<h1>Text Extensions for Pandas</h1>
<h2>Interactive Dataframe Widget</h2>
The interactive dataframe widget is an application within the IBM CODAIT team's open source Python library: Text Extension for Pandas. The widget aims to provide data scientists with a meaningful, visual way to interpret NLP (Natural Language Processing) data.

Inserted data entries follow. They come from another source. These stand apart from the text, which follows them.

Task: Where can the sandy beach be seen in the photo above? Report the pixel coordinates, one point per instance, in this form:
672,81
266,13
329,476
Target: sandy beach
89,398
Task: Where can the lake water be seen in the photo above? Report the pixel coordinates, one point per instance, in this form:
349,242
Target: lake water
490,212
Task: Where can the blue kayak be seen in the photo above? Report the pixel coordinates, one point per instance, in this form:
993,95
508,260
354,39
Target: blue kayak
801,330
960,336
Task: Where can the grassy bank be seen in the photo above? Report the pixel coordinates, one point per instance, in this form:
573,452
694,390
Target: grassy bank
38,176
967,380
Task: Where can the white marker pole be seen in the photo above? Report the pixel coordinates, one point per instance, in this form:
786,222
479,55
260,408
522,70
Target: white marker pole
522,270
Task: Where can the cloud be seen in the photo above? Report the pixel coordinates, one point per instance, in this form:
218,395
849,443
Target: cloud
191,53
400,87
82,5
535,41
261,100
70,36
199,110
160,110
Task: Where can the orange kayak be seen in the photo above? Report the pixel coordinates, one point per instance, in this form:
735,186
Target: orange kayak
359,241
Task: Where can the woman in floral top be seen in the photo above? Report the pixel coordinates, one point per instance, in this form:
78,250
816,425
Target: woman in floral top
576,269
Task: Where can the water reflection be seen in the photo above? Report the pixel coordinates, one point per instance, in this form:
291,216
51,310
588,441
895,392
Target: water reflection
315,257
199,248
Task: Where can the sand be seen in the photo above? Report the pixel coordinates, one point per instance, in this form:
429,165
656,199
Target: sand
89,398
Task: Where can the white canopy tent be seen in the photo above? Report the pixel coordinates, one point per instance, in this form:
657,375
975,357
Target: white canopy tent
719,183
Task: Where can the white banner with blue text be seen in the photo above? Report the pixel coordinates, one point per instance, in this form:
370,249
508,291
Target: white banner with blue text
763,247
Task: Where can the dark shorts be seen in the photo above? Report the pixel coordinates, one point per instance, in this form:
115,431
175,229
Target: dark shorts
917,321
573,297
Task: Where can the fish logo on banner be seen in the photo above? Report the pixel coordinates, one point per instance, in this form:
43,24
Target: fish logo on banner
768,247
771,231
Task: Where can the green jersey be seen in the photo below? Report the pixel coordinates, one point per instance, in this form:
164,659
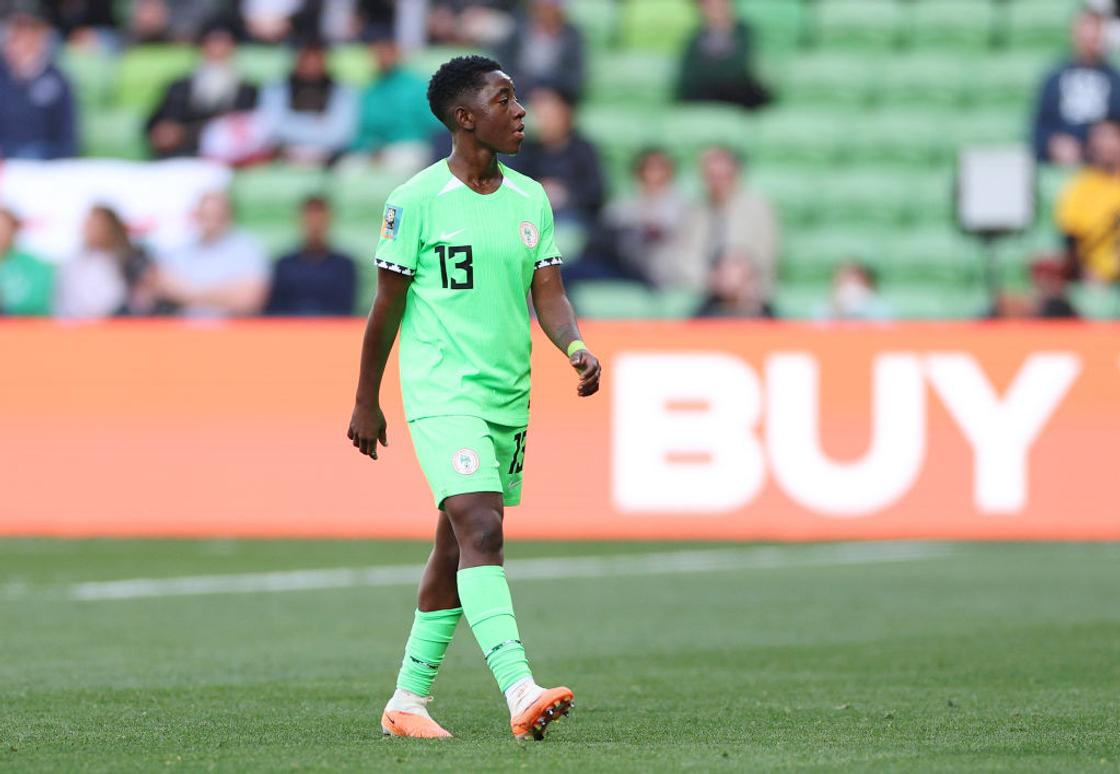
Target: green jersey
465,339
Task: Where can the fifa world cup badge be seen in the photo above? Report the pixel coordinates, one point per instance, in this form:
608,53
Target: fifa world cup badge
530,236
465,462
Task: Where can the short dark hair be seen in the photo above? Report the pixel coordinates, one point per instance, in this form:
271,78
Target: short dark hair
456,77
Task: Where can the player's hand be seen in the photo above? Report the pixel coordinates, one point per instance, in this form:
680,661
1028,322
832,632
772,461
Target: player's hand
589,370
367,429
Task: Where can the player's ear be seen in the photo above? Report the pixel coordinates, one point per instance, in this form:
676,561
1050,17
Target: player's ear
464,118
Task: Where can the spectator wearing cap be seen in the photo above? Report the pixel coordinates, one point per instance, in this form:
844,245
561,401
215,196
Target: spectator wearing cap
316,279
223,272
394,121
561,159
1088,211
544,48
170,20
214,90
729,218
37,115
717,61
1078,94
26,282
310,118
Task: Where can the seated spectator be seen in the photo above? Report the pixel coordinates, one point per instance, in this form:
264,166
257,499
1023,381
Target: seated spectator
470,22
637,239
1078,94
558,156
735,290
26,282
224,272
730,217
1051,288
856,296
315,280
1088,212
87,24
215,89
717,61
544,48
170,20
394,121
101,279
310,118
36,103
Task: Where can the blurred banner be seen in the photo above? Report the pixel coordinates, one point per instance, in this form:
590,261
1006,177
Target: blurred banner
703,430
156,199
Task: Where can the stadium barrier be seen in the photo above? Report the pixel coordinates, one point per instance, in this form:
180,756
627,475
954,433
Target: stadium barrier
703,430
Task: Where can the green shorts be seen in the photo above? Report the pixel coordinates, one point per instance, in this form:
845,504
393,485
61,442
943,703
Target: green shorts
460,455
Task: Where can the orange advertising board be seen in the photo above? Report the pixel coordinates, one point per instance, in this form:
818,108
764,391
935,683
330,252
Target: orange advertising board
702,430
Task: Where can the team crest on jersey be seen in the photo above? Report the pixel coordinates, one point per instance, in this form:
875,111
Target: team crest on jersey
529,234
392,222
465,462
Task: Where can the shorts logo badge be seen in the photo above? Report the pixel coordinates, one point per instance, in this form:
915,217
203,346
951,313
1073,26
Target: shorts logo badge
465,462
529,234
392,222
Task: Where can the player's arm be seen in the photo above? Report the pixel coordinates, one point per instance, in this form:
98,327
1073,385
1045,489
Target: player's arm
367,422
558,320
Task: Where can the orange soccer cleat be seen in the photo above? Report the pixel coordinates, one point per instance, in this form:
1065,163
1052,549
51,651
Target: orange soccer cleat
552,705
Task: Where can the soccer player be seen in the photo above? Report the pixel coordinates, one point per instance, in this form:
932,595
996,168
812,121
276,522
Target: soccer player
462,245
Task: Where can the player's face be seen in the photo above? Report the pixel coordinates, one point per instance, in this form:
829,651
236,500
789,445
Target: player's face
500,120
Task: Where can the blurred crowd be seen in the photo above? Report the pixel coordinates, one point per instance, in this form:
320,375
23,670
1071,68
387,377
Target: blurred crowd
722,242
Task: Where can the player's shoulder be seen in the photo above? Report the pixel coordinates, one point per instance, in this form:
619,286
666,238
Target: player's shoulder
523,183
423,185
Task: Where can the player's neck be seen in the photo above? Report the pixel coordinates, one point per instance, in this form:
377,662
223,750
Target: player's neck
476,166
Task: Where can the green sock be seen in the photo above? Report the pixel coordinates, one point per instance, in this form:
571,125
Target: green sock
486,603
423,653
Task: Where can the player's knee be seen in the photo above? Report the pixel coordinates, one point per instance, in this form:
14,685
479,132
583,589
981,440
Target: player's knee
486,537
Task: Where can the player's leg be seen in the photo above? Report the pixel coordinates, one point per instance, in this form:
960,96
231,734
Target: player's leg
487,604
438,612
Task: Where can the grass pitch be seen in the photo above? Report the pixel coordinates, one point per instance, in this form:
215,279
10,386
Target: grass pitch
963,656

This demo will walk you though an example session of using the widget and related visualizers provided in the ```jupyter``` sub-module of Text Extensions for Pandas.

In [1]:
import os
import regex
import sys
import numpy as np
import pandas as pd

# And of course we need the text_extensions_for_pandas library itself.
try:
    import text_extensions_for_pandas as tp
except ModuleNotFoundError as e:
    # If we're running from within the project source tree and the parent Python
    # environment doesn't have the text_extensions_for_pandas package, use the
    # version in the local source tree.
    if not os.getcwd().endswith("notebooks"):
        raise e
    if ".." not in sys.path:
        sys.path.insert(0, "..")
    import text_extensions_for_pandas as tp

This demo will make use of the CoNLL-2003 dataset, a dataset concerning named entity recognition. For our purposes, we are interested in the categorical entity classifications of ```locations (LOC)```, ```persons (PER)```, ```organizations (ORG)``` and ```miscellaneous (MISC)```.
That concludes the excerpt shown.